Guide/Beginner/Your First SELECT

Your First SELECT

The anatomy of a SELECT statement and how to start reading data.

Every SQL query that reads data starts with SELECT. It is the most important word in the language, and also the most forgiving one to learn. The basic form is simple enough to write in thirty seconds, yet the same structure supports queries of enormous complexity.

The basic form

SELECT column1, column2
FROM table_name;

You name the columns you want. You name the table they live in. The database returns every row from that table, with only those columns included. The order of execution matters here: the database finds the table first, then figures out which columns to include in the output.

To return every column without naming them, use *:

SELECT *
FROM employees;

The asterisk is useful for exploration when you are not sure what columns a table has. In production code, though, you should name your columns explicitly. This makes your intent clear, avoids surprises when the table gains new columns, and helps the database avoid fetching data you do not need.

Aliases

You can rename any column in the output using AS. The alias exists only in the result set and does not change anything about the underlying table.

SELECT
  first_name AS name,
  salary * 12 AS annual_salary
FROM employees;

Aliases become especially useful when your SELECT includes calculations. Without an alias, the column header might be something like ?column? or salary * 12, which is unhelpful. With an alias, the output is self-explanatory.

You can also alias tables, which becomes important with joins. More on that later.

Expressions in SELECT

You are not limited to column names in a SELECT clause. You can include any valid expression: arithmetic, string operations, function calls, and more.

SELECT
  first_name,
  last_name,
  first_name || ' ' || last_name AS full_name,
  salary * 1.10 AS salary_with_raise,
  UPPER(department) AS department
FROM employees;

The || operator concatenates strings in PostgreSQL. If you come from MySQL, you may be used to CONCAT() instead. Both work in practice, though CONCAT() is more portable across database systems.

The key point is that expressions are evaluated for every row. If you multiply salary * 1.10, the database computes that for each employee row independently.

DISTINCT

Adding DISTINCT after SELECT removes duplicate rows from the result:

SELECT DISTINCT department
FROM employees;

Without DISTINCT, this query would return one row per employee, with many repeated department names. With DISTINCT, each department appears exactly once. This is useful for exploring what values a column actually contains.
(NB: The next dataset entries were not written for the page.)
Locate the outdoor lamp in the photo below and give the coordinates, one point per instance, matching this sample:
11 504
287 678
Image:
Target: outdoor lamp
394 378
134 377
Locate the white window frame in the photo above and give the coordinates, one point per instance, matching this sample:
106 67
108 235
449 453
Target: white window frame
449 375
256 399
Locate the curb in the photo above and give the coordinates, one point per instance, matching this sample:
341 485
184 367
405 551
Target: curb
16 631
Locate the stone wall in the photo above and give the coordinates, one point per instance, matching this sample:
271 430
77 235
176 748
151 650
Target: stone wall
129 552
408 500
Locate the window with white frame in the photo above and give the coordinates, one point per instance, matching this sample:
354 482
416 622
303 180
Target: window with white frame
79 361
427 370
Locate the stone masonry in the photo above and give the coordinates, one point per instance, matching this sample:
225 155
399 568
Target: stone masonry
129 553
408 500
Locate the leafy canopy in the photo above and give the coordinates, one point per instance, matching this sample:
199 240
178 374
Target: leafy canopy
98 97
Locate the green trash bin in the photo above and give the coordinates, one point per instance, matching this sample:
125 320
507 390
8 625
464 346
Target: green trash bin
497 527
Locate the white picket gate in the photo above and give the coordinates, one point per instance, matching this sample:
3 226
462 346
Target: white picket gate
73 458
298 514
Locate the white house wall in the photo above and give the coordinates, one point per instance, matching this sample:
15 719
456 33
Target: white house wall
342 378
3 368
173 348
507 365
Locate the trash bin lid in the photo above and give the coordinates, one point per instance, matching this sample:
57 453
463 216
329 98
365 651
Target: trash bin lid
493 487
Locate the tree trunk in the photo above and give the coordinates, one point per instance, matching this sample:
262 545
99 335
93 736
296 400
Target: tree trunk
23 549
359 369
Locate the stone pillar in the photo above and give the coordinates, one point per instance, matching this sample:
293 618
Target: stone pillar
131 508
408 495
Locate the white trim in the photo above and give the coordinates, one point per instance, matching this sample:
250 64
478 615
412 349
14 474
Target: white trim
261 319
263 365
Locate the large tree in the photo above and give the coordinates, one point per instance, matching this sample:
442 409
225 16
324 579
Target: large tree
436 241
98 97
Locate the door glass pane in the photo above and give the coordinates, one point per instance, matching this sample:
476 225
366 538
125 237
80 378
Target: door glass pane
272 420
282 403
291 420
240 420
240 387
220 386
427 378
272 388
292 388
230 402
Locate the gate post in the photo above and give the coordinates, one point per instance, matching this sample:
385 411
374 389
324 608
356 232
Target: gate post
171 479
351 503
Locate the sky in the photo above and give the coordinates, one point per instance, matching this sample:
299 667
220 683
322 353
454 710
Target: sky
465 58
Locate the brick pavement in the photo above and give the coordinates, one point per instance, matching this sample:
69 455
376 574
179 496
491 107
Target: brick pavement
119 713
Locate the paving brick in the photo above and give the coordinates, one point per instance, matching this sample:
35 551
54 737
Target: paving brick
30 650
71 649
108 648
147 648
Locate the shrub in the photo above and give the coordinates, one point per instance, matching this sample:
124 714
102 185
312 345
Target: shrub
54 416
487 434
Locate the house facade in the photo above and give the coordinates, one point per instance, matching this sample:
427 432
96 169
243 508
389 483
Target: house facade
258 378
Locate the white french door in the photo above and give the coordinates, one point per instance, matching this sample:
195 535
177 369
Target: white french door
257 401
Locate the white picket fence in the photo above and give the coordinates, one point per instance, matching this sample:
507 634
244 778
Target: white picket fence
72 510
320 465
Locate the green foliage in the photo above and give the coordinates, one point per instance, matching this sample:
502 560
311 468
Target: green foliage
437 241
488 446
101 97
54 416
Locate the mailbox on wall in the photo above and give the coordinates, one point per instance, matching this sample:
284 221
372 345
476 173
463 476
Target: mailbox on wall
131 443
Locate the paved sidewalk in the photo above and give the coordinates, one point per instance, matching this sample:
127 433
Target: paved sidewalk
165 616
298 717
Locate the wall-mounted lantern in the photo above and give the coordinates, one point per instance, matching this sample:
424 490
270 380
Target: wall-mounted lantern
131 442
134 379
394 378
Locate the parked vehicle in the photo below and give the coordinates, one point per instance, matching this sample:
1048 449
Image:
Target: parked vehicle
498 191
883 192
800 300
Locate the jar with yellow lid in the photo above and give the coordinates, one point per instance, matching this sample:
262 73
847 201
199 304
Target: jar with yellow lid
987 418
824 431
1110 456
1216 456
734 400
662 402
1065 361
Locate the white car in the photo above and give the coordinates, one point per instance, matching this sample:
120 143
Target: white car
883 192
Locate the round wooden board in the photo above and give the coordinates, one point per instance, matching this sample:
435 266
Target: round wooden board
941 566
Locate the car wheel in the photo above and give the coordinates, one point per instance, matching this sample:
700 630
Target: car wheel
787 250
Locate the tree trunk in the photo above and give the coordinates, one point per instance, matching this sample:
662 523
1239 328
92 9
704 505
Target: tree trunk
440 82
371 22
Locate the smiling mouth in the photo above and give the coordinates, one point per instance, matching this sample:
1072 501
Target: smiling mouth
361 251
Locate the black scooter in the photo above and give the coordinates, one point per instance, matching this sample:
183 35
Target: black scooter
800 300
Note that DISTINCT applies to the combination of all selected columns, not just the first one:

SELECT DISTINCT department, title
FROM employees;

This returns each unique (department, title) pair, not each unique department alone.
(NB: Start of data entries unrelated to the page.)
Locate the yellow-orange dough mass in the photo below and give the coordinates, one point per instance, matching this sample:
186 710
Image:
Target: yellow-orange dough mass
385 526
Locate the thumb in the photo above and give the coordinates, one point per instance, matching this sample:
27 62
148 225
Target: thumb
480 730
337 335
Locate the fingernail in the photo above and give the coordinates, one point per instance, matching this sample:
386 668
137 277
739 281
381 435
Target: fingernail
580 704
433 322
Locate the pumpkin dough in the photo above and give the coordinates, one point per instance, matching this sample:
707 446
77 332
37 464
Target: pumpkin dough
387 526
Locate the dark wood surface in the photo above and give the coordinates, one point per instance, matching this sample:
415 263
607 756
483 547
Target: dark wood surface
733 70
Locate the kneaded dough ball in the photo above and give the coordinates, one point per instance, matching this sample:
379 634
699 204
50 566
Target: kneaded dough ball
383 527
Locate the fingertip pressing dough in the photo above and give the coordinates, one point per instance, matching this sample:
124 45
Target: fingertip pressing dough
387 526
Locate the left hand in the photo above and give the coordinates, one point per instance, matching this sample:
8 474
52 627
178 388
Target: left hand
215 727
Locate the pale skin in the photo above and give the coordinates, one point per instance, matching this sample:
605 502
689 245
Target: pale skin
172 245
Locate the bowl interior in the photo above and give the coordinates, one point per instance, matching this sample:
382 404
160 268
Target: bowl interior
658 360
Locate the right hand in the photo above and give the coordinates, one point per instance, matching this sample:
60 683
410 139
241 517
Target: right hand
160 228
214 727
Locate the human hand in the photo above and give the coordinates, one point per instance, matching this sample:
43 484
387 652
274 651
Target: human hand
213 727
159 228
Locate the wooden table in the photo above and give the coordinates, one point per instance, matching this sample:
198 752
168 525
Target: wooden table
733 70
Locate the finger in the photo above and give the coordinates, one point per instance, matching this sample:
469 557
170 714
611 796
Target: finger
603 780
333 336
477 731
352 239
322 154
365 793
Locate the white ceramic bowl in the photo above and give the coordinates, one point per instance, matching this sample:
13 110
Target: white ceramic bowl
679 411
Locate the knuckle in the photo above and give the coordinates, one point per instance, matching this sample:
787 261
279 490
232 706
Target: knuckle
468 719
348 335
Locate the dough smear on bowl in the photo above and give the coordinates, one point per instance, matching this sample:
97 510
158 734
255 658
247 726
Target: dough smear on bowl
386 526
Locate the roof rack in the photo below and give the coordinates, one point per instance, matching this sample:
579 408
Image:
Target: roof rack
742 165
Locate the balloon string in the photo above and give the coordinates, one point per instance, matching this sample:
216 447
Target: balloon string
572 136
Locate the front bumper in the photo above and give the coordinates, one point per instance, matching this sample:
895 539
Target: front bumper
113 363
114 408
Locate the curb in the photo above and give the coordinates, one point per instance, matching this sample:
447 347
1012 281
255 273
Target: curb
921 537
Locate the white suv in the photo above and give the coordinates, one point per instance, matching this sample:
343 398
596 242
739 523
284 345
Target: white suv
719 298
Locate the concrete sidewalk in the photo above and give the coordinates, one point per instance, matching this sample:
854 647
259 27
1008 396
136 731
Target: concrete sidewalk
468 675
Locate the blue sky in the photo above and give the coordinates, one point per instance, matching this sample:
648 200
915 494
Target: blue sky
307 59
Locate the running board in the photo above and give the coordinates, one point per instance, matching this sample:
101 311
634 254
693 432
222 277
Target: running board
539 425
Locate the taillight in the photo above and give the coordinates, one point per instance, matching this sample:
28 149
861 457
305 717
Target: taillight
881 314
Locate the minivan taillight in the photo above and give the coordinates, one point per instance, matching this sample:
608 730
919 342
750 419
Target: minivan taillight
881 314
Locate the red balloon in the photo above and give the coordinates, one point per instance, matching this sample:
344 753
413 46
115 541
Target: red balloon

Column order and semicolons

The columns in your result appear in the order you list them in SELECT, which may differ from the order they appear in the table. This is purely cosmetic but worth knowing.

Every SQL statement ends with a semicolon. In most clients, the semicolon is what tells the parser where one statement ends and the next begins. It is technically optional when you are running a single statement, but developing the habit early prevents a confusing class of errors later.

From here, everything else in SQL is about adding clauses to this basic shape: WHERE to filter rows, ORDER BY to sort, GROUP BY to summarize, and JOIN to combine tables. The structure of SELECT ... FROM ... never changes.